Volcano’s Africa Trilogy: Part I
After much thought and talk about the lack of content about content on this blog and several others, this series will be an attempt to create an online discussion about the process and product of a massive theatrical undertaking. It is my hope that this will translate to something approximating content about content:
Volcano Theatre’s Africa Trilogy
With some funding from the generous folks at Theatre Ontario, I will be training with Volcano as an Artistic Producer on this project. It’s a really great opportunity to see and share how something of this magnitude goes from an inception to incredibly ambitous production.
Ideally, this series will follow the project to its conclusion for the next year and a half and will have multiple authors representing many of the different perspectives the trilogy will encompass. Volcano Artistic Director, Ross Manson, has been generous enough to be all for me organizing something like this. Thanks Ross.
Volcano’s website describes the project as:
“An international trilogy of plays that will focus on the West’s relationship with Africa.
The three playwrights come from three regions: Africa, Europe, North America. The directors come from different countries within these three continents, thus making the project a six-country, three continent effort.
The theatre artists joining the project are relatively young, and formally experimental – mid or early-career innovators, already with national or international reputations. The starting point is the 2005 series of Massey Lectures given by Stephen Lewis, United Nations special envoy for HIV/AIDS in Africa from 2001 to 2006.”
Binyavanga Wainaina is the winner of the 2002 Caine prize for African literature, and the founding editor of Kenya’s only literary journal, Kwani?. He is one of the most important literary figures of his generation in Central Africa.
Roland Schimmelpfennig is the winner of the 2002 Vienna Nestroy Prize, and the Schiller-Gedächtnis Prize (awarded yearly in Germany for an outstanding literary contribution by a young dramatist). He is one of the most prolific and heralded young dramatists in Europe.

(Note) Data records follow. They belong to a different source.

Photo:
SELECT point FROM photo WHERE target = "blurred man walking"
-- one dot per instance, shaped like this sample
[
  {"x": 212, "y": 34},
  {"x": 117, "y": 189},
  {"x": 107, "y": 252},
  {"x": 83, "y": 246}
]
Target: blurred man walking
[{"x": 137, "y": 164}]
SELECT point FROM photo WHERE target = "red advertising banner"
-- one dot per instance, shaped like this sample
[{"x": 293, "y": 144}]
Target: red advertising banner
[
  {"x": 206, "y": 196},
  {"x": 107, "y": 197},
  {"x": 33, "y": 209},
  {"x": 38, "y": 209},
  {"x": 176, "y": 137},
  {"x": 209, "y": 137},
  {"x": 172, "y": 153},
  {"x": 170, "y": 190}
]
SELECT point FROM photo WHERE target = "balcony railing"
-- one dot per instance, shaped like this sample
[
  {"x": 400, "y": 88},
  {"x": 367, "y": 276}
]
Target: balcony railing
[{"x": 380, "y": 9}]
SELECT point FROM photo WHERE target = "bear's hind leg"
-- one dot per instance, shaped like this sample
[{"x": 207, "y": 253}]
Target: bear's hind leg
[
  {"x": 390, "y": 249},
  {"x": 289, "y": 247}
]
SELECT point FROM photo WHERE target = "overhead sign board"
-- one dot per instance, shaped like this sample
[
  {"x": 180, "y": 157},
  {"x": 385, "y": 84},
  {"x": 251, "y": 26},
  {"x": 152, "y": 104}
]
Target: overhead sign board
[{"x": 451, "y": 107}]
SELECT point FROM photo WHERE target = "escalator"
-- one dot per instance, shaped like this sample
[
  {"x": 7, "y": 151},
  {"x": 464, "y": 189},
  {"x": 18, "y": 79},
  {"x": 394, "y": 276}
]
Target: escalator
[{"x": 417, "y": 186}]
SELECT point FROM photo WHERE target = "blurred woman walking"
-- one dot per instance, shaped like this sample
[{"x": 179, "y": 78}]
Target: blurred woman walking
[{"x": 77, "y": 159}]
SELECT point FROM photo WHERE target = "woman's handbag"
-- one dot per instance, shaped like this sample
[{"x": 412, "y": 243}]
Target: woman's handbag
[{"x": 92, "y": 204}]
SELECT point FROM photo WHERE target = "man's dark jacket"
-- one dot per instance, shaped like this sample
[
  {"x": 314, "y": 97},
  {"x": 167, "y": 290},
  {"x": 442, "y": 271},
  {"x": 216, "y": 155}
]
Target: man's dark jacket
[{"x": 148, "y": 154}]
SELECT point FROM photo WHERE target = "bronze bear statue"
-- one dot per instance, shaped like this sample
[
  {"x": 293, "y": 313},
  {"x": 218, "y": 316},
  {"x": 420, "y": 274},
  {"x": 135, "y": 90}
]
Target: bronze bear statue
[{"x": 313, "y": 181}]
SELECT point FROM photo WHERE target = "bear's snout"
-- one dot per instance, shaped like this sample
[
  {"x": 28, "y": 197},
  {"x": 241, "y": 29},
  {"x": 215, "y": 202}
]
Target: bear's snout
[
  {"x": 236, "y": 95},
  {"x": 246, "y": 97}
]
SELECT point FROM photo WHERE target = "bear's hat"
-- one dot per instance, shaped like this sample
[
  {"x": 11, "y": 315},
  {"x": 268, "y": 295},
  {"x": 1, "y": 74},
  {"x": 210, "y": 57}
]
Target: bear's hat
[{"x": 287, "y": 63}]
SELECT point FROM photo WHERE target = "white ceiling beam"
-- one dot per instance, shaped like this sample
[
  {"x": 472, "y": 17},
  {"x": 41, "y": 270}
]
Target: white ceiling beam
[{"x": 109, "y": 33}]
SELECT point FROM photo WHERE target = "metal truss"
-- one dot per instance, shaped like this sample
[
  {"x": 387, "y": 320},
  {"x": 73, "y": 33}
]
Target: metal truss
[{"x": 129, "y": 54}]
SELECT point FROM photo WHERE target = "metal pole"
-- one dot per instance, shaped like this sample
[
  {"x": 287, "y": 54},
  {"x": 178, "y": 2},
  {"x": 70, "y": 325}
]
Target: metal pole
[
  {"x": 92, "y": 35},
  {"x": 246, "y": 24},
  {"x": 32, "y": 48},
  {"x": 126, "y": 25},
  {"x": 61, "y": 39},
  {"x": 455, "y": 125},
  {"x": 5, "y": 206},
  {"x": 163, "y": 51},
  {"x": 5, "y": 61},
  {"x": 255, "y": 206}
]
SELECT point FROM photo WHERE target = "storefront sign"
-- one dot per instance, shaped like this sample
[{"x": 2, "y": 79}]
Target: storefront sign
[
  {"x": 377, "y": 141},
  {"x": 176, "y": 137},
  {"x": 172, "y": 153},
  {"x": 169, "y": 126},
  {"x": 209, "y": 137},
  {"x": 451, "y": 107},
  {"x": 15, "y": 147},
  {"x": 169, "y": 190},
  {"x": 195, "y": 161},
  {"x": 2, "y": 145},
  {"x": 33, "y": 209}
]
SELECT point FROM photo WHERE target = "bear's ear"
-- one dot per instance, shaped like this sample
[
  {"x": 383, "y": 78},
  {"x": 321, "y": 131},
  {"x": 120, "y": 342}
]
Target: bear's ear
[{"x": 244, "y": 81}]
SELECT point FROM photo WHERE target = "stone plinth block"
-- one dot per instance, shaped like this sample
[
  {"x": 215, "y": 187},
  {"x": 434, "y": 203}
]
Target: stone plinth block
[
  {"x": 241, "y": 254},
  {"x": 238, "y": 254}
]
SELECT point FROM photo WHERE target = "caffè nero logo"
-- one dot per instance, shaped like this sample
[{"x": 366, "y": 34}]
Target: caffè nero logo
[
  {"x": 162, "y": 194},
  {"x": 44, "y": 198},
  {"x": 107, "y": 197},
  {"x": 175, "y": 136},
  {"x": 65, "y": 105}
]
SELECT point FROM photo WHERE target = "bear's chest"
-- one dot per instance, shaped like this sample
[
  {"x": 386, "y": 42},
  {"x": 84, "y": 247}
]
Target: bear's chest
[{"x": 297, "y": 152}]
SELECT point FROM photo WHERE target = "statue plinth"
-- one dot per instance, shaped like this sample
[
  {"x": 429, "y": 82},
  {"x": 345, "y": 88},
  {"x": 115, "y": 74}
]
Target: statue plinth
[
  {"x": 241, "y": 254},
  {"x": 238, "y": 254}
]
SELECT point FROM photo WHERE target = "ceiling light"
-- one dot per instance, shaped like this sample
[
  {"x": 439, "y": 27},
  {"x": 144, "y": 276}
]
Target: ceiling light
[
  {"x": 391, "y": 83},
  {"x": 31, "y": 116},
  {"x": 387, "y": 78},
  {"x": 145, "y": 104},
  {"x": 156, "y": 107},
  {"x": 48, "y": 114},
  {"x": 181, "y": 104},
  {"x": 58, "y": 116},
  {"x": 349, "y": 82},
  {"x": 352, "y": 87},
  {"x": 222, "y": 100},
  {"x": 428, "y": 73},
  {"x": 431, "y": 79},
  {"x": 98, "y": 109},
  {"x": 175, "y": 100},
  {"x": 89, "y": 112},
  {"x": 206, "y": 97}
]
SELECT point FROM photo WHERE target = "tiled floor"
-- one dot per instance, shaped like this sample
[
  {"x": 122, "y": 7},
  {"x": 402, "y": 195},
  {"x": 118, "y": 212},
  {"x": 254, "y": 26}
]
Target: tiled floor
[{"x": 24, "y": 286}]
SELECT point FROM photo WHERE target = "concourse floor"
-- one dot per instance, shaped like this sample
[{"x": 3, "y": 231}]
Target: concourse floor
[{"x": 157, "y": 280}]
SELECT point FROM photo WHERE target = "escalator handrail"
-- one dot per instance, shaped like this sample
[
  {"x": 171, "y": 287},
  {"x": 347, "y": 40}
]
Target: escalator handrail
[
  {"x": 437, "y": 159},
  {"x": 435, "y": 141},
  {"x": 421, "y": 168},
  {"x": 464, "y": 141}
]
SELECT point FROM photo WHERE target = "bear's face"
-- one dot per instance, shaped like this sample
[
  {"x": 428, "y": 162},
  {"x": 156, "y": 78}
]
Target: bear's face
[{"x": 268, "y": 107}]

Christina Anderson was identified by American Theatre magazine as one of only fifteen US artists under 30 “whose work will be transforming America’s stages for decades to come.”
Liesl Tommy grew up in a township in Cape Town, South Africa. She studied at Oxford and the Claire Davidson Drama Centre in London, then earned her MFA from Trinity Rep Conservatory in the USA. She has been hailed as “eccentrically imaginative” by the New York Post, and a “standout” by the New York Times.
Ross Manson is a Dora and KM Hunter award-winning theatre director based in Toronto, whose work won the 2006 “Best of Edinburgh” prize at the world’s largest theatre festival. His international award-winning company, Volcano, has been identified by NOW magazine as the “best independent theatre company in Toronto”.
The entire team is currently working with a cast of 10 workshoping the first draft of their three scripts at the Lower Ossington Theatre in Toronto. These workshops are actually the fourth stage of the process following a planning meeting at Toronto’s Gladstone Hotel in November 2007, a research trip to Rwanda and Uganda in March 2008, and a weekend of follow up meetings with the playwrights in New York City in June of 2008.
There is another workshop to follow in the spring of 2009 at Theatre Passe Muraille, and likely much more work between then and when it opens as part of Toronto’s Luminato festival in 2010.